There may only be two people who can stop OpenAI's for-profit pivot
Neither one of them is Elon Musk.
In September 2022, a few months before the release of ChatGPT, podcaster Guy Raz asked Sam Altman why OpenAI had been founded as a non-profit organization. Altman said OpenAI was trying to develop artificial general intelligence, which Altman thought “really does deserve to belong to the world as a whole.”
“It's gonna have such a profound impact on all of us that I think we deserve, like we globally, all the people, all of humanity, deserve a say over how it's used, what happens, what the rules are,” Altman said. Altman said he was “very pro-capitalism,” but “AGI is sort of an exception to that."
Altman and other OpenAI leaders have been saying stuff like this since the organization was founded. And it was more than just talk: OpenAI is one of the few prominent tech companies to be organized as a non-profit organization rather than a for-profit company. Or more precisely, OpenAI today is a non-profit organization that controls a for-profit subsidiary that’s also named OpenAI.
In recent months, the for-profit subsidiary has been raising billions of dollars to fund its next generation of AI models. And investors have gotten increasingly nervous that OpenAI’s unconventional structure could prevent them from getting a financial return.
To address those fears, OpenAI is trying to convert itself into a more conventional for-profit company.
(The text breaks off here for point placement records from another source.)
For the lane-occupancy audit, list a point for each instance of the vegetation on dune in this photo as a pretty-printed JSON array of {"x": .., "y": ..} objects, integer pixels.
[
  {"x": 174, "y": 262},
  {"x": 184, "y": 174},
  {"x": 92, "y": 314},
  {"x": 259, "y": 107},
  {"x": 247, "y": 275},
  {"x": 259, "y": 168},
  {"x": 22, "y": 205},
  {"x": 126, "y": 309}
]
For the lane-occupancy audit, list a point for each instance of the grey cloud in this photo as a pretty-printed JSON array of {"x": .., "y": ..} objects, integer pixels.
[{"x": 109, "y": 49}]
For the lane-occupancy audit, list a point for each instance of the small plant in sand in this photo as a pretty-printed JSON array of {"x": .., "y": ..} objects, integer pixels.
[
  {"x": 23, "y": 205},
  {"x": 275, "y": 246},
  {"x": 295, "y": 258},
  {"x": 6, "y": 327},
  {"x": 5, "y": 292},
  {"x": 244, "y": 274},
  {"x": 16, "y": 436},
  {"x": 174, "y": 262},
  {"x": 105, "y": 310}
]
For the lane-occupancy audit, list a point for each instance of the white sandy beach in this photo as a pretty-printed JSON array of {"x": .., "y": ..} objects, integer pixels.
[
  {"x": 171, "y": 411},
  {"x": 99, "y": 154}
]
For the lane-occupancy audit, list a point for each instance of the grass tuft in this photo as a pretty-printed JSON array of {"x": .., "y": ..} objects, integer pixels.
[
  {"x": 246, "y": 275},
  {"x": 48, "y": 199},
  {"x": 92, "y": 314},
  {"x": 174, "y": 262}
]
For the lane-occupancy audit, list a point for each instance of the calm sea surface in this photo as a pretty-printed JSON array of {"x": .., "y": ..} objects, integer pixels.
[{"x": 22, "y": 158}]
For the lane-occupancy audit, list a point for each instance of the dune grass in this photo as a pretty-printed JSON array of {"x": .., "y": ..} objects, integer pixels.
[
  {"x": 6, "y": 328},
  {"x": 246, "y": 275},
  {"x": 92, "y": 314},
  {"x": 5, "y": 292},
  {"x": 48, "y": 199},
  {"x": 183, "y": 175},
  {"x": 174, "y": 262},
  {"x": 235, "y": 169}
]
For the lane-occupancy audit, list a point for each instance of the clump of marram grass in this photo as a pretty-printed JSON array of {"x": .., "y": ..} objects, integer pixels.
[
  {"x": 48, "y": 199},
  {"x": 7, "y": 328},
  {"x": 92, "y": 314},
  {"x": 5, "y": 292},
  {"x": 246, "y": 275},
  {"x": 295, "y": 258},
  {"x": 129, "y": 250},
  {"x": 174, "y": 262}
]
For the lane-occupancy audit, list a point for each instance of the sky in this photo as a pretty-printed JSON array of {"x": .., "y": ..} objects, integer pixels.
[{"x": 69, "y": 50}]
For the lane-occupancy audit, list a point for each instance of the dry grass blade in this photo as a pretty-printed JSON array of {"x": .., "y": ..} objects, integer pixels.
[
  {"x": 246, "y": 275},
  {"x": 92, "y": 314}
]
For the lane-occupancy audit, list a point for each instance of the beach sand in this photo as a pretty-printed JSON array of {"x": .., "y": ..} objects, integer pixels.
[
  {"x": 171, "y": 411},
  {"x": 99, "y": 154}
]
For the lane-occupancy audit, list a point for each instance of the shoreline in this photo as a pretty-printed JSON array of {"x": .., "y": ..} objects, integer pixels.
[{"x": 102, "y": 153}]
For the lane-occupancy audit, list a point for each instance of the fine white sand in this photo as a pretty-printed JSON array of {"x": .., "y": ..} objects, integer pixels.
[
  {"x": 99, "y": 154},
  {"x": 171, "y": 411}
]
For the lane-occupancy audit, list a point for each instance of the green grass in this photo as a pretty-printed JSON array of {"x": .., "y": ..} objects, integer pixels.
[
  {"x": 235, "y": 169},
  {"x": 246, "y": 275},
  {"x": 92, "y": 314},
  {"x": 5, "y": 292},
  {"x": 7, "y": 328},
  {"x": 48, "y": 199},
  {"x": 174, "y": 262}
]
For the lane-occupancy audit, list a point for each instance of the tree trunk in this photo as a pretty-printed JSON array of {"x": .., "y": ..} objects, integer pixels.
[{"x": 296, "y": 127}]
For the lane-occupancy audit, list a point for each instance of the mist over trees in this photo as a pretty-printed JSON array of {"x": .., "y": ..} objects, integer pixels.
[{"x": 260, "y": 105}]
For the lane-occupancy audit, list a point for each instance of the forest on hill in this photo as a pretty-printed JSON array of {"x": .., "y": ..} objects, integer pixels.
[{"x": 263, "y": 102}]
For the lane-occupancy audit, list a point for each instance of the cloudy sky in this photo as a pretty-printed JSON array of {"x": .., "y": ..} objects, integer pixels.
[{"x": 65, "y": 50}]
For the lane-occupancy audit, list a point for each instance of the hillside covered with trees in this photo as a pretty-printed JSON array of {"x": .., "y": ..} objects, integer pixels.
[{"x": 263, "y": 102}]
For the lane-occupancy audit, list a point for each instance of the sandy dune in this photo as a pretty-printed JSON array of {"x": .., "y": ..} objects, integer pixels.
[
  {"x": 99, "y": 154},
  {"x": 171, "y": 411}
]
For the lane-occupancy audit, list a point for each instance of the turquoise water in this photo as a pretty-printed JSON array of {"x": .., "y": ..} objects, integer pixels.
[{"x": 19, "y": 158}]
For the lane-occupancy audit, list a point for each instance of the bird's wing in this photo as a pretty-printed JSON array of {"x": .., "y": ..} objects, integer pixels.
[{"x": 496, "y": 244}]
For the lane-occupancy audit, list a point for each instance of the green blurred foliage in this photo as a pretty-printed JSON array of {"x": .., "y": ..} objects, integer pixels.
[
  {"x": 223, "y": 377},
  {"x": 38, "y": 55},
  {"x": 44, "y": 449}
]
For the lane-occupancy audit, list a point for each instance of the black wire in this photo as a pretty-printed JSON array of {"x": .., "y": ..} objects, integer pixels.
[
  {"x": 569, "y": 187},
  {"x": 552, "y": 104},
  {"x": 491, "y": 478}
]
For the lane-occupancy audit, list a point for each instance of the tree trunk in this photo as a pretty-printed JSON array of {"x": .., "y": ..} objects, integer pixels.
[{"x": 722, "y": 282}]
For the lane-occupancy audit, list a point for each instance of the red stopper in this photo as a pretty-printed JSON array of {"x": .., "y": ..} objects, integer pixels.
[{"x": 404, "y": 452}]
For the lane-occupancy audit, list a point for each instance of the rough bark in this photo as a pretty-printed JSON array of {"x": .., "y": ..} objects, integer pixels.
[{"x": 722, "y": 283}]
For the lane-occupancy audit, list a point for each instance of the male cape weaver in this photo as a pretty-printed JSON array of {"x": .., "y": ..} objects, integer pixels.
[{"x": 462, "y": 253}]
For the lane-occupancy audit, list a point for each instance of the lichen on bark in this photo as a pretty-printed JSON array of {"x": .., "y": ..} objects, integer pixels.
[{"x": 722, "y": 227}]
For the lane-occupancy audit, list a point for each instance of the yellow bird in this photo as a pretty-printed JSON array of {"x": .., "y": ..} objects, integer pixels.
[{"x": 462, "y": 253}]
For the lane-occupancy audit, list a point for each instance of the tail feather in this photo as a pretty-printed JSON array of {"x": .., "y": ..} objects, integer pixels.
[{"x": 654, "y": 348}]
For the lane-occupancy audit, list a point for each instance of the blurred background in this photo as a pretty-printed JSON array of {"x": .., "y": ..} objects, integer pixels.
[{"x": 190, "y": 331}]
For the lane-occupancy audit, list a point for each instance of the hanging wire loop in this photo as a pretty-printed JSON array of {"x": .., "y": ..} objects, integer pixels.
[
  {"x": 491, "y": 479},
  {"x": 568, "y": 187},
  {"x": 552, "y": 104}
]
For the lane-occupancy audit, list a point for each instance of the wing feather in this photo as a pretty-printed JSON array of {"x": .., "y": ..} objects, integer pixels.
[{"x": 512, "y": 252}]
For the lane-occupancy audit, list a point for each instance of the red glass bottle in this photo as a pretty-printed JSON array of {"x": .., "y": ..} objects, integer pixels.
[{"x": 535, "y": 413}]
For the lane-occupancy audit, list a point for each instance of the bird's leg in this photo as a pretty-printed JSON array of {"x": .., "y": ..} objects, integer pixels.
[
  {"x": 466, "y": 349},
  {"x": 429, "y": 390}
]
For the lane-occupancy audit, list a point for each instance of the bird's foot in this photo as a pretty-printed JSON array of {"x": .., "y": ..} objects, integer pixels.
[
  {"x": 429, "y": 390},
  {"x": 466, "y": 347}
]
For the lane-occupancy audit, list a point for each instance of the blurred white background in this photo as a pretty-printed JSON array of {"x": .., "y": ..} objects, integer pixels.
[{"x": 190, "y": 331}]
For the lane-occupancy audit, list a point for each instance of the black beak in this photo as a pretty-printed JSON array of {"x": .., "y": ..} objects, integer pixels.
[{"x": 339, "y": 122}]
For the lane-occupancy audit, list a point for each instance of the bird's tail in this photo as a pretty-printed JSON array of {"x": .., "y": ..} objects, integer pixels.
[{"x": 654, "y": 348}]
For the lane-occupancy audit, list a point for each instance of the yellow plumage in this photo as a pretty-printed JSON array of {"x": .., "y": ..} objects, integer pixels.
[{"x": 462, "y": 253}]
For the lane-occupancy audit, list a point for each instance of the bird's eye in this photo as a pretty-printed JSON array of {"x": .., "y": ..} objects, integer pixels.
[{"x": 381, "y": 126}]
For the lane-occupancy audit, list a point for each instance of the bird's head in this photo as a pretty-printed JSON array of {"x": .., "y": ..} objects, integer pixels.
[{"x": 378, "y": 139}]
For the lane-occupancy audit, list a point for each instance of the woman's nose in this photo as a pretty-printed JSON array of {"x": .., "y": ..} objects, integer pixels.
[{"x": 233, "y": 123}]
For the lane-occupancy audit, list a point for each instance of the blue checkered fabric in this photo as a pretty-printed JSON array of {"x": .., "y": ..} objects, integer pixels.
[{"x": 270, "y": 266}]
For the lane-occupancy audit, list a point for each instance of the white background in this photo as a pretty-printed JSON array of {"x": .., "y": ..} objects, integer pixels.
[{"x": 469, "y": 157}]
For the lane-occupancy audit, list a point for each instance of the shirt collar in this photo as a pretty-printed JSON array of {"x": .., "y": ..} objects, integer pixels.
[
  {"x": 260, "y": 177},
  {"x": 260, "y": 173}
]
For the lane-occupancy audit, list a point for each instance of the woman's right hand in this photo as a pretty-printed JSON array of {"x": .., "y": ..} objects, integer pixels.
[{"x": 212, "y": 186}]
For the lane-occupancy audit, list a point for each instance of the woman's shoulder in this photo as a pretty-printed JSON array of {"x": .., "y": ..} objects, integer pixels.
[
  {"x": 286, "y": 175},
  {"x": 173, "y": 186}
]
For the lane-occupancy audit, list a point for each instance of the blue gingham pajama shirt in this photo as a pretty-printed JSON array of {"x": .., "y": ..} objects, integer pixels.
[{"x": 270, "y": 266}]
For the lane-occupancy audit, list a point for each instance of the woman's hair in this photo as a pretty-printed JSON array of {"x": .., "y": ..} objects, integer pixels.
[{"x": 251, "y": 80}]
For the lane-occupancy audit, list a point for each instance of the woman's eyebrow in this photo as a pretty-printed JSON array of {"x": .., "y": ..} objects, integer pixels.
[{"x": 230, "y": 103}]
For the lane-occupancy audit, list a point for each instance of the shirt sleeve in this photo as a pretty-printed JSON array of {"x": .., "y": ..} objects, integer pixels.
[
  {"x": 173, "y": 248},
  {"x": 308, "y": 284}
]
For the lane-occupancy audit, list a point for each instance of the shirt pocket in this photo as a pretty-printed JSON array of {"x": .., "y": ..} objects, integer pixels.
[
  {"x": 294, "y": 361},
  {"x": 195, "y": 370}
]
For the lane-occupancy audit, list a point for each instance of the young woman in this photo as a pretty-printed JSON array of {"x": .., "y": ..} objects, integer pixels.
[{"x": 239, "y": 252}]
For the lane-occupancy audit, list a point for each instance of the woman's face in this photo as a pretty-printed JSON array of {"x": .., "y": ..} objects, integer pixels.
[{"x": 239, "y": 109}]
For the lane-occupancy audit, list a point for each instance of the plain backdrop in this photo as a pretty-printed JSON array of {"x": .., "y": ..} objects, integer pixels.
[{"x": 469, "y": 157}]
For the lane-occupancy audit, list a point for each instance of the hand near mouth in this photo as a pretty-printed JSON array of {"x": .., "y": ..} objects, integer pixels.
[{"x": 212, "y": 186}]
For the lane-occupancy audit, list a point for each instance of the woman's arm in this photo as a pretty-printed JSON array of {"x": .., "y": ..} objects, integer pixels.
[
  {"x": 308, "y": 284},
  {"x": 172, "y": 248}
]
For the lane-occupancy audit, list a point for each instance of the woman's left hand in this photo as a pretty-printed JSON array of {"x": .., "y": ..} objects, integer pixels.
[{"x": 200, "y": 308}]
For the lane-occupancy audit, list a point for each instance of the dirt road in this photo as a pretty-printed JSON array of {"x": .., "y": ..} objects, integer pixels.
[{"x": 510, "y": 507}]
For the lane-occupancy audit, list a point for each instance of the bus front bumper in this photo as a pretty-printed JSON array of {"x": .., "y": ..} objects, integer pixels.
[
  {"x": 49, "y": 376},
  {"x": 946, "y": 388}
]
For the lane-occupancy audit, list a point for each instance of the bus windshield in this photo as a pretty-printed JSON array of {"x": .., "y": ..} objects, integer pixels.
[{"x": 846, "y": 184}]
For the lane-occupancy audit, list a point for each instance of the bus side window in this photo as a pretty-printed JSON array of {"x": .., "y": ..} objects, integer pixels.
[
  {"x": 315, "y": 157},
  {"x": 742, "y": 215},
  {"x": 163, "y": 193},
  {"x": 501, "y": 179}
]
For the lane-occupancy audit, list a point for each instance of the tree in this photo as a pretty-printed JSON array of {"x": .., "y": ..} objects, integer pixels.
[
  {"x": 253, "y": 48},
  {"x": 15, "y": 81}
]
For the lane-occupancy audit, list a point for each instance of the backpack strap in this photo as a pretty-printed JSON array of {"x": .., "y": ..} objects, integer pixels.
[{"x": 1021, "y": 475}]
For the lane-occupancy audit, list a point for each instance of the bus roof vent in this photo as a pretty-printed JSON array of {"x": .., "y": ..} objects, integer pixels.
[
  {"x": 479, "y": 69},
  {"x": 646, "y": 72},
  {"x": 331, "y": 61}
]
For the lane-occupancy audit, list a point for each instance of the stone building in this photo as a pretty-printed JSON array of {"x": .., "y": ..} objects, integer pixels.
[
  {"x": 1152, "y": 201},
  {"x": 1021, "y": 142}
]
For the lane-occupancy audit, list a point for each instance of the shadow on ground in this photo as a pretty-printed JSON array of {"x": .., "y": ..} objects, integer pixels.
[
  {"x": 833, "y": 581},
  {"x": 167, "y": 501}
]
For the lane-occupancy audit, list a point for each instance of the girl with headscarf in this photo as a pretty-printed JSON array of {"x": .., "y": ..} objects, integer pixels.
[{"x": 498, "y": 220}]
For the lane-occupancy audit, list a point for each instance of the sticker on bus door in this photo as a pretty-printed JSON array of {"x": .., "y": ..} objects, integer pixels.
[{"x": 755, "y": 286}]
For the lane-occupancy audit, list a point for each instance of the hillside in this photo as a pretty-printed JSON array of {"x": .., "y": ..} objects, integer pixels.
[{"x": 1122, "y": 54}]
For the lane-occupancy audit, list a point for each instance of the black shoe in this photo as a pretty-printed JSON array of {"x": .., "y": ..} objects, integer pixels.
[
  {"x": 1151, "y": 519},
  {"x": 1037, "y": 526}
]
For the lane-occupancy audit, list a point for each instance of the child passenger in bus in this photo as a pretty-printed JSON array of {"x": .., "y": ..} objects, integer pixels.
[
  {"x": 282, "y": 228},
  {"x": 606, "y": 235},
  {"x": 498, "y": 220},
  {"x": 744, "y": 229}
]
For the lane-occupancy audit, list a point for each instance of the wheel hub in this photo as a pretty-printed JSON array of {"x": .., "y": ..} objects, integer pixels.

Under a proposal announced last December, the non-profit parent would give up control over OpenAI’s technology in exchange for tens of billions of dollars it could use for charitable purposes. In a recent blog post, OpenAI boasted that such a transaction would create “the world’s best-equipped nonprofit.”
But opponents believe that this would betray the commitments OpenAI made when it was founded in 2015.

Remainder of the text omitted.